The solution-gated graphene transistor (SGGT) sensor is developed by using a synergistic antifouling design of BSA and polyA₈, enabling amplification-free and label-free detection of miRNA-196a biomarkers in exosomes. This design effectively reduces the noise signal from the interference. The SGGT sensor achieves an ultra-low LOD of 1.82 × 10⁻¹⁹ m, facilitating the accurate diagnosis of pancreatic ductal adenocarcinoma.

Abstract

The accurate diagnosis of pancreatic ductal adenocarcinoma (PDAC) suffers low specify, and low sensitivity of biomarker detection. In complex biological fluid environments, nonspecific adsorption is prevalent, posing challenges to the accurate detection of biomarkers at low concentrations. Herein, a highly sensitive and selective solution-gated graphene transistor (SGGT) is fabricated for the detection of miRNA-196a in exosomes to diagnose PDAC. The antifouling modification on the surface of the gate electrode is employed through using bovine serum albumin as a common sealing agent and poly adenine (polyA₈) to enhance surface hydrophilicity.
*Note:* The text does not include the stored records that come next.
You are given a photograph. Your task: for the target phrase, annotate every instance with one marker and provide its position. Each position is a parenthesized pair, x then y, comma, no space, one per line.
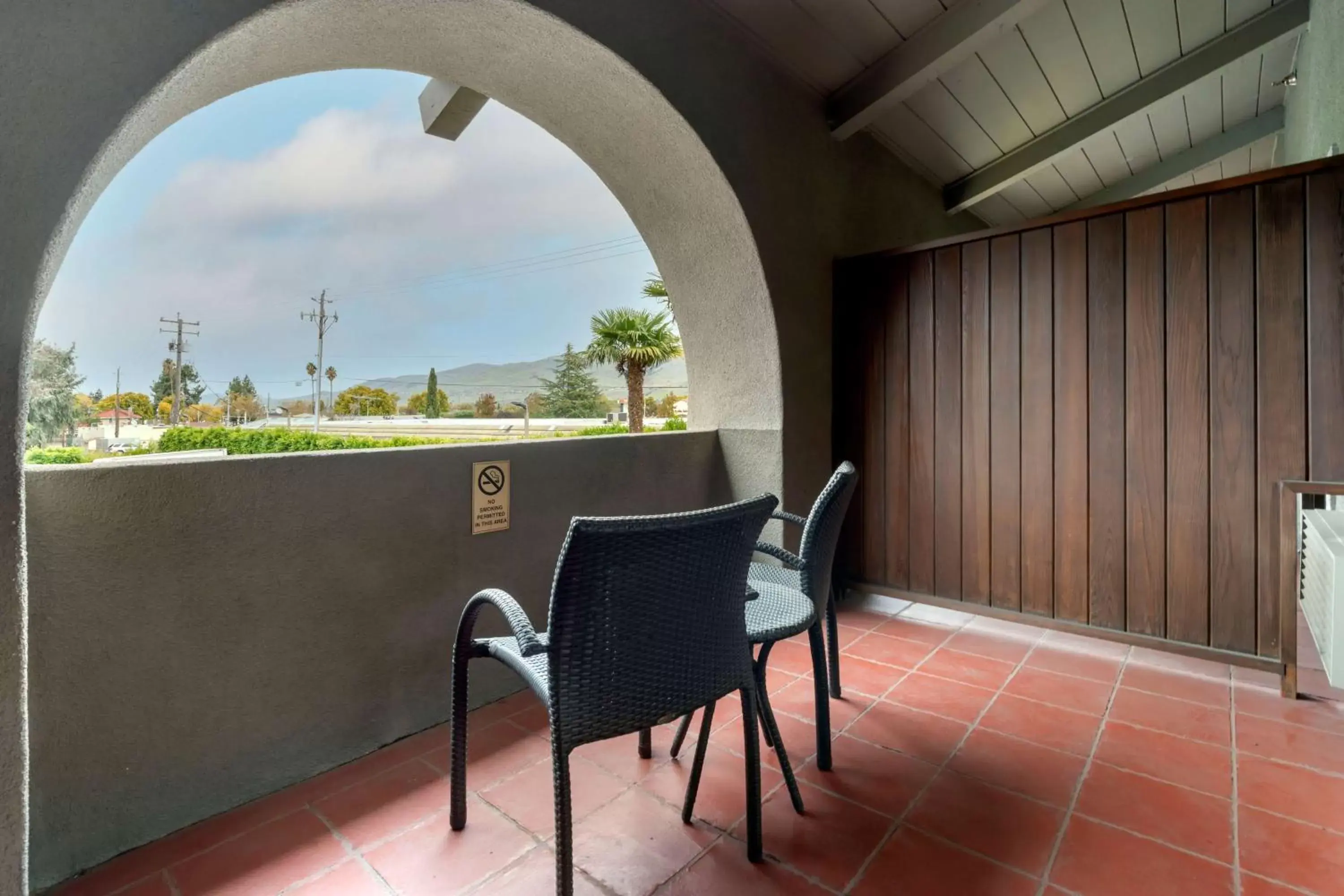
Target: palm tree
(331,392)
(636,342)
(655,288)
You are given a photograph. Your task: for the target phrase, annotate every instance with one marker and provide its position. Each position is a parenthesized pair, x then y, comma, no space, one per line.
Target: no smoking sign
(490,496)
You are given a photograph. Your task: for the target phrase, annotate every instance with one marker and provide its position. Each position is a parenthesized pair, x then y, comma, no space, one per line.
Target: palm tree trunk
(635,383)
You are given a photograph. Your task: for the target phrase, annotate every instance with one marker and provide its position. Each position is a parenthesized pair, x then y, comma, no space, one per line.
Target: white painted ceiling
(1065,58)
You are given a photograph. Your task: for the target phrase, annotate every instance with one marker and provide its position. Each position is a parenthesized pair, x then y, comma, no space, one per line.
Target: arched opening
(479,258)
(560,78)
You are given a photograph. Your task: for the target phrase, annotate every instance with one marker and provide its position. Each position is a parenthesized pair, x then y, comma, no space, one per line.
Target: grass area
(280,441)
(57,456)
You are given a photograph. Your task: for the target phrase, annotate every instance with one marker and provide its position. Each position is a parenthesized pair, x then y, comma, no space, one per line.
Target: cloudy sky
(496,248)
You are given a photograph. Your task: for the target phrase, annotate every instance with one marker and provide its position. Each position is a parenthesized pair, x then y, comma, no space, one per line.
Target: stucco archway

The effect of background noise on the detection is effectively reduced. The limit of detection reached 1.82 × 10⁻¹⁹ m without the need for labeling or amplification, and the detection time is within 25 min. The clinical experiments verify that receiver operating characteristic curve values of miRNA-196a detection in clinical diagnosis are higher than that of carbohydrate antigen 19-9 biomarker, and are as high as 0.98. The miRNA-196a detection can well distinguish PDAC from non-PDAC subjects. The SGGT sensor platform demonstrates significant potential for the accurate detection and diagnosis of PDAC within the milieu of complex biological samples.